Monday 16 September 2019

Erdogan promises fresh push against Kurds as he unveils election manifesto

Supporters of President Tayyip Erdogan wait for his arrival for AK Party’s Istanbul congress yesterday. Photo: Osman Orsal/Reuters
Supporters of President Tayyip Erdogan wait for his arrival for AK Party’s Istanbul congress yesterday. Photo: Osman Orsal/Reuters

Dean Gray

Turkish President Recep Tayyip Erdogan yesterday promised new military operations against Kurdish militants along its border in Syria and Iraq as he presented his election manifesto.

Speaking before thousands of supporters in Istanbul, Mr Erdogan described next month's snap presidential and parliamentary polls as a "milestone" for Turkey. The country would "take the stage as a global power," he vowed.

Mr Erdogan called elections more than a year earlier than planned for June 24 - a move analysts say partly aims to capitalise on nationalist sentiment running high following a successful campaign that ousted Syrian Kurdish militia from the Syrian border enclave of Afrin.

"In the new term, Turkey will add new operations to the Euphrates Shield and Olive Branch operations," Mr Erdogan said in reference to a cross-border offensive in Syria 2016 and to the one in Afrin. "The operations will continue until not one terrorist is left."

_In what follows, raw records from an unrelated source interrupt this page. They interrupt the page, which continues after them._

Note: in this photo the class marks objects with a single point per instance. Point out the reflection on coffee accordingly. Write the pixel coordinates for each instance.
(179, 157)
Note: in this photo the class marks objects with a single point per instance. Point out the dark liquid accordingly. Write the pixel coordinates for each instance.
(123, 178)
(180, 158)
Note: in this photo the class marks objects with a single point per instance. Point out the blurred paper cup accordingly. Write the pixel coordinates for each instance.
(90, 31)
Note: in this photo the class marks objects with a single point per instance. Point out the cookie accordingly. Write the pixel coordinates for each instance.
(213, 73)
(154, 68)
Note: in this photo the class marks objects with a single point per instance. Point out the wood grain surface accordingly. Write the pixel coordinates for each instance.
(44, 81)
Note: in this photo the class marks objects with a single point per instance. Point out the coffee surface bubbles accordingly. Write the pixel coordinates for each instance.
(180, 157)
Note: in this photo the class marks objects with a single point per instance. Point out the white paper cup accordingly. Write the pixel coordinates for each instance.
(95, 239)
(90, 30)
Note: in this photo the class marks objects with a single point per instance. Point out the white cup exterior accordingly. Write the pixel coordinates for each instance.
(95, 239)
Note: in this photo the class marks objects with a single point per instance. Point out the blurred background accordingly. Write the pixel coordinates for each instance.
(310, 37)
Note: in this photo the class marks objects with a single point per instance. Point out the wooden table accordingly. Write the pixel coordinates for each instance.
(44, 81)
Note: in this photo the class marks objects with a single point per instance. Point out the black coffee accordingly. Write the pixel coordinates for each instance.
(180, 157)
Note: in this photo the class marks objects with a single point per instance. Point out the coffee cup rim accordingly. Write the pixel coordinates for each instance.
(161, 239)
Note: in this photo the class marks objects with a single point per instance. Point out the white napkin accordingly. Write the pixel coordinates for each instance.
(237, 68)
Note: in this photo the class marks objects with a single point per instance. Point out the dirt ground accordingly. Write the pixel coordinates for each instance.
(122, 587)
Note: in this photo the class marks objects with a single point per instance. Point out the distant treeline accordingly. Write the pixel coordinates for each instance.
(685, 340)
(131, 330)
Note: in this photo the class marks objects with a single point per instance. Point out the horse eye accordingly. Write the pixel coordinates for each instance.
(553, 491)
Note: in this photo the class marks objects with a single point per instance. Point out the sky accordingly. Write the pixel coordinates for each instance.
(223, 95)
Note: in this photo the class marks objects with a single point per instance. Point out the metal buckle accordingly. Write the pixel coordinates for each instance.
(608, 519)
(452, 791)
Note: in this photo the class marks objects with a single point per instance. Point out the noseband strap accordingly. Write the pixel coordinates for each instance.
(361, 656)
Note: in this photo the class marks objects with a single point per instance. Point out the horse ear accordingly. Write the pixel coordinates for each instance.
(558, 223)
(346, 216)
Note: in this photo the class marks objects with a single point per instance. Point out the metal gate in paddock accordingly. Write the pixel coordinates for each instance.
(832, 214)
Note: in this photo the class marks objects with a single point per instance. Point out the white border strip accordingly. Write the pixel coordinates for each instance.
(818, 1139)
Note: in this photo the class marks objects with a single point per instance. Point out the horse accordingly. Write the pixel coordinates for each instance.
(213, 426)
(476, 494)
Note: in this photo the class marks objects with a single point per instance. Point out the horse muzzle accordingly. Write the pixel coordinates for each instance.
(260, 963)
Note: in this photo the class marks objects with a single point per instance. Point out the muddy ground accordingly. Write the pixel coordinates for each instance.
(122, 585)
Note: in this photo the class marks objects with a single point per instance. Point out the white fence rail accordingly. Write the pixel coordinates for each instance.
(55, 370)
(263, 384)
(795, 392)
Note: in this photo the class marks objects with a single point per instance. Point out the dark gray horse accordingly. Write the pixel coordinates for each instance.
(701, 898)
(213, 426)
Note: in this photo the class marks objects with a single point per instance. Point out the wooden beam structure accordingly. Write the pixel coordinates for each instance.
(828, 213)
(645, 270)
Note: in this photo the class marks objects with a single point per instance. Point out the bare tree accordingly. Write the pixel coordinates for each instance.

The elections are hugely important as they will transform Turkey's governing system to an executive presidency, ushering in a constitutional change that was narrowly approved in a referendum last year. As part of the reforms, the office of the prime minister will be abolished, with its powers largely transferred to the president.

An alliance of opposition parties, who argue the new system will lead to one-man rule, have vowed a return to a parliamentary system with strong checks and balances.

Aiming to ease fears over Turkey's economy, Mr Erdogan promised lower interest rates and inflation and to reduce the current account deficit.

Meanwhile, the presidential candidate for Turkey's main opposition has hit out at a lack of mainstream media coverage for opposition parties and candidates before elections in June.

Muharrem Ince, the main opposition Republican People's Party's (CHP) candidate to challenge Mr Erdogan, said a "media embargo" had been placed on opposition parties upon Mr Erdogan's request.

"Television channels, which even broadcast the AK Party's provincial congresses live, did not show our rally in Yalova live. We will go on by fighting with this media structure," Mr Ince said on Twitter yesterday.

"If the media embargo ordered by the palace continues, we will hold our rallies in front of TV stations," he said, referring to the 1,000 room presidential palace built by Mr Erdogan in Ankara.